Faculty Advisor: Randy Wyatt
Funded by: Aquinas College Summer Scholars Program


student researchers Diverse Reactions to the Great Recession and their Global Implications: A Comparative Study of French and American Economic Histories
Chloe Benzer

One of the most influential and consequential events of the past century arguably was the financial crash and subsequent Great Recession of 2008 and 2009 – this catastrophe impacted the entire world on an economic, social, and political level. I would like to study the differing reactions to this event in the United States and in Europe, mainly France. By comparing the economic and political histories of these countries, outlining the events leading up to the financial crisis and the following meltdown, detailing the recovery efforts, and presenting the differences, I will draw conclusions about the near future in these countries and the ensuing impacts that may be seen in the rest of the world.

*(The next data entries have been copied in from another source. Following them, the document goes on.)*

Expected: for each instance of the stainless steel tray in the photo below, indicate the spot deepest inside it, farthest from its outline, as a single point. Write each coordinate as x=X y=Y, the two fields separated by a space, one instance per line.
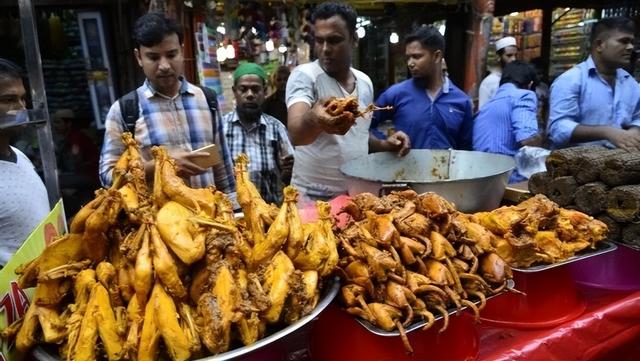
x=418 y=325
x=632 y=246
x=330 y=292
x=601 y=248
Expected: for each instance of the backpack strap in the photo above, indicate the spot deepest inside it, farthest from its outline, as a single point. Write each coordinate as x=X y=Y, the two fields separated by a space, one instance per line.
x=130 y=111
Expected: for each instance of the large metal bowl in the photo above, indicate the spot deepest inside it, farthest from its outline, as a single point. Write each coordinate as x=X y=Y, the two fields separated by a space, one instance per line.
x=473 y=181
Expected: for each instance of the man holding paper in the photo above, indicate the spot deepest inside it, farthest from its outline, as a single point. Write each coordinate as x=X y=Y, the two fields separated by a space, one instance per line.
x=262 y=137
x=168 y=111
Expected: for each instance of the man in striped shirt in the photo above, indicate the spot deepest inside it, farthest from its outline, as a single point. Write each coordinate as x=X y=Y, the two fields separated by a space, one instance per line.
x=262 y=137
x=172 y=112
x=510 y=119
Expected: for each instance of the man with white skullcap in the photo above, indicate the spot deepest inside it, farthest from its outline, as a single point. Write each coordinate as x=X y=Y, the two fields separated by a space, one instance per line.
x=506 y=49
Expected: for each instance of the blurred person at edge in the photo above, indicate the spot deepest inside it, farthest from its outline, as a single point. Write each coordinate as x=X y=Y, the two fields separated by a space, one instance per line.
x=507 y=51
x=262 y=137
x=23 y=197
x=275 y=104
x=509 y=120
x=596 y=101
x=172 y=112
x=323 y=143
x=429 y=111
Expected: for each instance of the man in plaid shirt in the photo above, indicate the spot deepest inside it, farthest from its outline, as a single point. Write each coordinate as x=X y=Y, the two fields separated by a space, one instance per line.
x=262 y=137
x=172 y=112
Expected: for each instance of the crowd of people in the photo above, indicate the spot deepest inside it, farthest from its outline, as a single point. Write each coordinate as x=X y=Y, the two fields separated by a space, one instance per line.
x=291 y=138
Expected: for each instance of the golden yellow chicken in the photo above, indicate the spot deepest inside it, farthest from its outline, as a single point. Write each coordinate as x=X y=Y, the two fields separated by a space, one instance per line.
x=174 y=187
x=166 y=315
x=179 y=233
x=276 y=285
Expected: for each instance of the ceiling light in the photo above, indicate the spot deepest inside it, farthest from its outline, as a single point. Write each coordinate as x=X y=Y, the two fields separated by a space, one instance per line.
x=269 y=45
x=393 y=38
x=230 y=51
x=221 y=54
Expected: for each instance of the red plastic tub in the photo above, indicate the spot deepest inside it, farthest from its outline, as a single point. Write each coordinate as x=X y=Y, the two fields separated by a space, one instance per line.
x=617 y=271
x=551 y=299
x=336 y=335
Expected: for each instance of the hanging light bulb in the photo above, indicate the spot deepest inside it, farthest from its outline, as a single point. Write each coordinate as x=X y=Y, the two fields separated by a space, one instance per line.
x=221 y=54
x=393 y=38
x=230 y=51
x=269 y=46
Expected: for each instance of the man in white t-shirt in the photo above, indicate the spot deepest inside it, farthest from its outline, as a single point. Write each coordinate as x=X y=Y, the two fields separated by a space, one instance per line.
x=323 y=143
x=507 y=51
x=23 y=197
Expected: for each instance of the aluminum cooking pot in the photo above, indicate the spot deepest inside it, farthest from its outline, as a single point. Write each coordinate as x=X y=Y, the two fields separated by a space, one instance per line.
x=473 y=181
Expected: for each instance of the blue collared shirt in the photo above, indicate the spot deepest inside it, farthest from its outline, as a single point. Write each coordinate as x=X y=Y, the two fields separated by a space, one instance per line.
x=442 y=123
x=506 y=120
x=581 y=97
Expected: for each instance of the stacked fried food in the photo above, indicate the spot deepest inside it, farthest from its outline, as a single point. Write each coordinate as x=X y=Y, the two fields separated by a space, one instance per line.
x=539 y=231
x=406 y=256
x=168 y=272
x=349 y=106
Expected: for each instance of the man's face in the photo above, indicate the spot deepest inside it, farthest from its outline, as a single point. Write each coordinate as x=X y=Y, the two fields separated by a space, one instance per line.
x=163 y=64
x=334 y=44
x=12 y=95
x=249 y=94
x=422 y=63
x=510 y=54
x=615 y=47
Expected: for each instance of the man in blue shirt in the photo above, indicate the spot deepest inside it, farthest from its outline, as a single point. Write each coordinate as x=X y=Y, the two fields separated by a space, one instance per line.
x=597 y=102
x=433 y=112
x=509 y=120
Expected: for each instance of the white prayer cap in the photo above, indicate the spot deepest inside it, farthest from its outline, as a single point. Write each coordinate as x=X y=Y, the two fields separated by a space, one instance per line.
x=504 y=42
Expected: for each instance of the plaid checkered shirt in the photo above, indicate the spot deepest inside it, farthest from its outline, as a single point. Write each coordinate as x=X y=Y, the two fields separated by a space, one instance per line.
x=183 y=121
x=265 y=143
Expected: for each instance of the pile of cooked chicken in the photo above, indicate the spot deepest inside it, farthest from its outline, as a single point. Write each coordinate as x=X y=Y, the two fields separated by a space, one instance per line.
x=406 y=256
x=539 y=231
x=169 y=272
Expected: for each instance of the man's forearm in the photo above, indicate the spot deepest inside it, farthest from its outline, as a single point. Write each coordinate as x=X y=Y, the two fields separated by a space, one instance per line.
x=303 y=130
x=377 y=145
x=588 y=133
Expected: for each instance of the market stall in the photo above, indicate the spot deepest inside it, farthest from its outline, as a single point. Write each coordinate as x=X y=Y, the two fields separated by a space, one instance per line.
x=416 y=276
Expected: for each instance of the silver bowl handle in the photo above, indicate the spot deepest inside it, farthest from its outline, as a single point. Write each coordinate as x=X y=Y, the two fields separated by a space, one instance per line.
x=387 y=188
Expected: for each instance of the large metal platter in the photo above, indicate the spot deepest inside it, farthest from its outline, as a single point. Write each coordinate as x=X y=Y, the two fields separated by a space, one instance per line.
x=418 y=325
x=331 y=290
x=601 y=248
x=632 y=246
x=330 y=293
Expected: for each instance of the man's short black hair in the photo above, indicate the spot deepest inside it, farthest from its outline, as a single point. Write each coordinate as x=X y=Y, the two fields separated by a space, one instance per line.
x=428 y=36
x=519 y=73
x=326 y=10
x=10 y=70
x=619 y=23
x=150 y=29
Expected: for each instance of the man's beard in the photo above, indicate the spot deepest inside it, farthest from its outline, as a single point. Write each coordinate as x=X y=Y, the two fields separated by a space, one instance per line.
x=249 y=112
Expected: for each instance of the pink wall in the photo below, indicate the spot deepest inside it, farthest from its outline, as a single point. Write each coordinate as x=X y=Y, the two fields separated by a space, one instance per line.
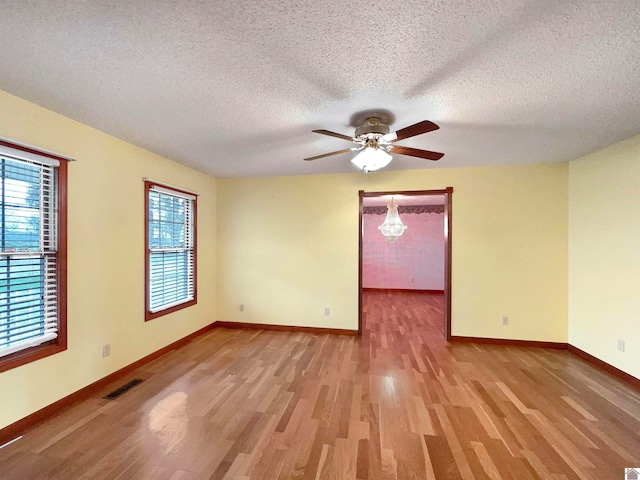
x=414 y=261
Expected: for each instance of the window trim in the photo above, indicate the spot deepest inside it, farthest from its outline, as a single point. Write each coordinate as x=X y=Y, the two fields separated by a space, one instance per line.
x=58 y=344
x=148 y=315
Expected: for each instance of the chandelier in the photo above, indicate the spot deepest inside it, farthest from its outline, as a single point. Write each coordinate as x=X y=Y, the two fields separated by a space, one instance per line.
x=392 y=227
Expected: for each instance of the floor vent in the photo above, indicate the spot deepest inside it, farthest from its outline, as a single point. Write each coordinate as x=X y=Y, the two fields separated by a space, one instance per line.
x=119 y=391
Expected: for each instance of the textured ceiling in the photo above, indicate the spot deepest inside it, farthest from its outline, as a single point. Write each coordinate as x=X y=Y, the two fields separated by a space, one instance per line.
x=234 y=88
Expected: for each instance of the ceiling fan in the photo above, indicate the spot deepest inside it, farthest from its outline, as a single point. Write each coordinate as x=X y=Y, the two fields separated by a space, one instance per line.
x=376 y=142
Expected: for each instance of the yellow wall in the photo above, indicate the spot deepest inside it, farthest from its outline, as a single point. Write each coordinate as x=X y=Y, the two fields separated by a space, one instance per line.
x=288 y=248
x=106 y=257
x=604 y=254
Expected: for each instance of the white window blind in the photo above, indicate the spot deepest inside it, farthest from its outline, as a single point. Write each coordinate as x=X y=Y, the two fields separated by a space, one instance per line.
x=171 y=279
x=28 y=251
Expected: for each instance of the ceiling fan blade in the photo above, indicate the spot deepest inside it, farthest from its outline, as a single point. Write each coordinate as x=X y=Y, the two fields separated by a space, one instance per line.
x=411 y=131
x=415 y=152
x=328 y=154
x=334 y=134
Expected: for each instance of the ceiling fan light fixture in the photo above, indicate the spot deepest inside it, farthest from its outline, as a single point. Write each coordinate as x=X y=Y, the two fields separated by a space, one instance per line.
x=371 y=159
x=392 y=227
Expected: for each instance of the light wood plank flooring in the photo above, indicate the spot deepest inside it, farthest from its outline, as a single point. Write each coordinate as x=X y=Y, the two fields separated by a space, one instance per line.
x=398 y=403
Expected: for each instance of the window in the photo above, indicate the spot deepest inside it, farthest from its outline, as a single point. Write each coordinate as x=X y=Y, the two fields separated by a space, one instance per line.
x=170 y=250
x=32 y=255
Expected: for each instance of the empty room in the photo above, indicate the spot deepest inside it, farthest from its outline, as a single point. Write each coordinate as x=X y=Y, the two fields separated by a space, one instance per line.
x=319 y=240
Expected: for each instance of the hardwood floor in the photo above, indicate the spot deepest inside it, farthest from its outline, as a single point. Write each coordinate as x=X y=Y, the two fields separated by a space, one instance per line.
x=398 y=403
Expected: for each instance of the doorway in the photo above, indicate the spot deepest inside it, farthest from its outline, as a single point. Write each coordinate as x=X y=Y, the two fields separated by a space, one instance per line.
x=376 y=198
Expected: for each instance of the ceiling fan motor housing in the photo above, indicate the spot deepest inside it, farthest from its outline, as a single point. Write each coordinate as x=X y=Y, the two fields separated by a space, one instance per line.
x=372 y=125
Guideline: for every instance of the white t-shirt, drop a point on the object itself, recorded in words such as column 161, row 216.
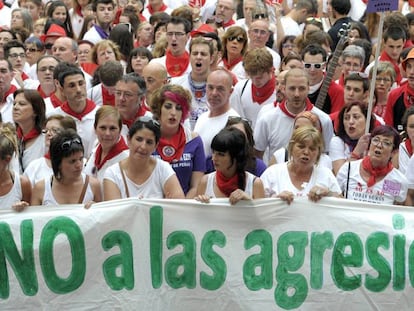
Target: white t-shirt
column 276, row 180
column 152, row 188
column 393, row 187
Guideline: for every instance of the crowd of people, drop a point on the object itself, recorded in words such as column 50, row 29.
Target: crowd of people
column 104, row 100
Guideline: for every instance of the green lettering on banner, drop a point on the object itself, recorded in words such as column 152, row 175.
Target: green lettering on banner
column 156, row 220
column 66, row 226
column 291, row 282
column 213, row 260
column 320, row 242
column 348, row 252
column 186, row 260
column 263, row 260
column 123, row 261
column 23, row 266
column 377, row 261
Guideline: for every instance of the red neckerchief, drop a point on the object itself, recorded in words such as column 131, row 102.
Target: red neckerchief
column 107, row 99
column 172, row 149
column 176, row 65
column 408, row 92
column 115, row 150
column 409, row 146
column 90, row 105
column 56, row 102
column 227, row 185
column 141, row 111
column 151, row 10
column 11, row 90
column 229, row 66
column 33, row 133
column 386, row 58
column 260, row 94
column 375, row 172
column 282, row 106
column 229, row 23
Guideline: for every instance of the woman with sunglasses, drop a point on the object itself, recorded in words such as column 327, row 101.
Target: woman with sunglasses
column 178, row 146
column 230, row 180
column 41, row 168
column 68, row 184
column 141, row 175
column 373, row 178
column 29, row 116
column 234, row 47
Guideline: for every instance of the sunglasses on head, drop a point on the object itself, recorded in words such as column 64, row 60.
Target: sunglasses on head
column 239, row 39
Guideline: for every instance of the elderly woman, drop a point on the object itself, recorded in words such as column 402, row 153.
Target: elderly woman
column 112, row 147
column 230, row 180
column 67, row 185
column 301, row 176
column 141, row 175
column 178, row 146
column 351, row 142
column 234, row 48
column 373, row 178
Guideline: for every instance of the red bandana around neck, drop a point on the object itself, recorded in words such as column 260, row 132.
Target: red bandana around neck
column 107, row 99
column 375, row 172
column 409, row 146
column 88, row 108
column 33, row 133
column 151, row 10
column 225, row 184
column 260, row 94
column 115, row 150
column 172, row 149
column 308, row 107
column 230, row 65
column 177, row 65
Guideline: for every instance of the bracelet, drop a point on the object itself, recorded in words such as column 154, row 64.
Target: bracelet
column 355, row 156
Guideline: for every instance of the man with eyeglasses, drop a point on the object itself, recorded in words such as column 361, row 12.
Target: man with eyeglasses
column 77, row 106
column 176, row 59
column 15, row 53
column 258, row 36
column 293, row 22
column 105, row 14
column 274, row 128
column 314, row 60
column 129, row 100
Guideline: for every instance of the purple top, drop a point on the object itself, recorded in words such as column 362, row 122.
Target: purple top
column 192, row 160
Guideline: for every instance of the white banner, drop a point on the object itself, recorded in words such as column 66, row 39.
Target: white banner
column 184, row 255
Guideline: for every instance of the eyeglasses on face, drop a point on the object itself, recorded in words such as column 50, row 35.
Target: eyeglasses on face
column 313, row 65
column 66, row 145
column 376, row 141
column 239, row 39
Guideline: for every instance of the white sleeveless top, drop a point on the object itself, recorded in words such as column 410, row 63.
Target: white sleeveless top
column 212, row 180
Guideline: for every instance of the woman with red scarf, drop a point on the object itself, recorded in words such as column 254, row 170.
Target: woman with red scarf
column 406, row 147
column 230, row 180
column 112, row 147
column 29, row 116
column 373, row 178
column 178, row 146
column 234, row 48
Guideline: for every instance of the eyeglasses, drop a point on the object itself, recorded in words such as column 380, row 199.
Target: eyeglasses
column 260, row 32
column 15, row 55
column 316, row 66
column 177, row 34
column 376, row 141
column 146, row 119
column 383, row 79
column 66, row 145
column 239, row 39
column 127, row 95
column 52, row 131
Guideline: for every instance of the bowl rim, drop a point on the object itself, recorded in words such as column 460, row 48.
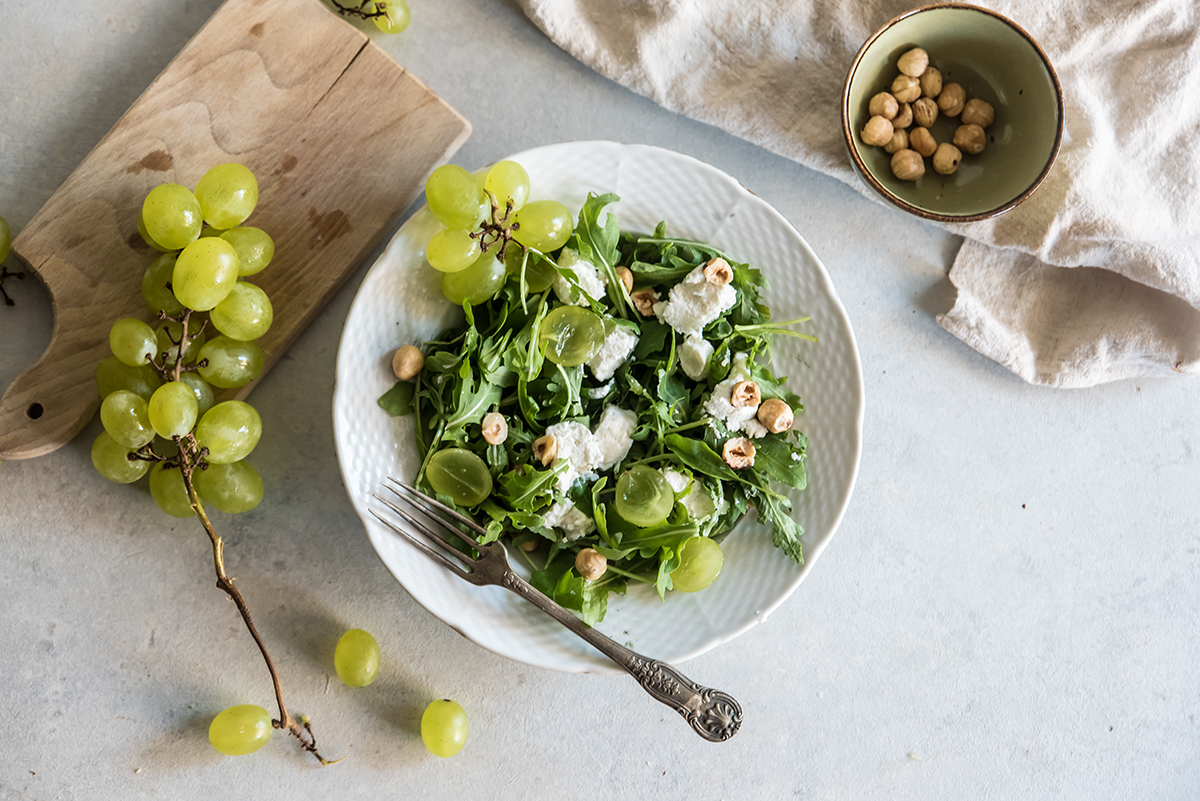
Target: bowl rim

After analyzing these aspects in English, I would like to translate my research into French.

Faculty Advisor: Todd Yarbrough
Funded by: Aquinas College Summer Scholars Program


student researchers

Cultural Anthropology of Romantic Love and Jealousy
Emma Wonsil

Anthropologists contend that romantic love and jealousy are universal phenomena and they found evidence of their occurrences in many cultures. However, cultural values and traditional behaviors can influence the expressions and experiences of love and jealousy. The purpose of this Summer Scholar project is to complete a comprehensive review and analysis of the studies published in anthropological journals on romantic love and jealousy. The goal is to explore the nature of romantic jealousy across modern cultures and present cutting-edge research that has advanced anthropological knowledge on cultural factors affecting the experience, expressions, and customs of romantic jealousy.

Faculty Advisor: Victor Karandashev
Funded by: Aquinas College Summer Scholars Program


student researchers Structural Effects of Buchwald Ligands in Direct Arylation Reactions
John McAfee

Buchwald ligands are a common choice for direct arylation reactions because of their poor electron density. I will be researching the effects of the structures of these ligands in direct arylation in order to better understand which ligand should be used. Direct arylation could promote advances in the pharmaceutical and solar industries.

Faculty Advisor: Jonathan Fritz
Funded by: Mohler-Thompson Summer Research Grant


student researchers Investigating Movement in Mancala
Maria Maguire

This project investigates the mechanism of movement used in the game mancala. We are interested in how we can most efficiently move particular stones, or kings, over long distances. We will explore cases with different numbers of kings and starting stones. Through this, we are hoping to find a pattern of most efficient movement.

Faculty Advisor: Joseph Spencer
Funded by: Mohler-Thompson Summer Research Grant


student researchers

Understanding the Endosymbiotic Relationship of Corals
Bridgette Degenhardt

This summer we will be studying the different genes involved in the endosymbiotic relationship between the anemone Aiptasia and the algae that live within it. Variables such as temperature, bleaching, and pH can be manipulated so that we may attempt to explore the different genetic responses within Aiptasia using qPCR. We hope to clone certain genes of interest into bacterial plasmids and eventually characterize their proteins to better understand the molecular and chemical relationship between corals and their endosymbionts.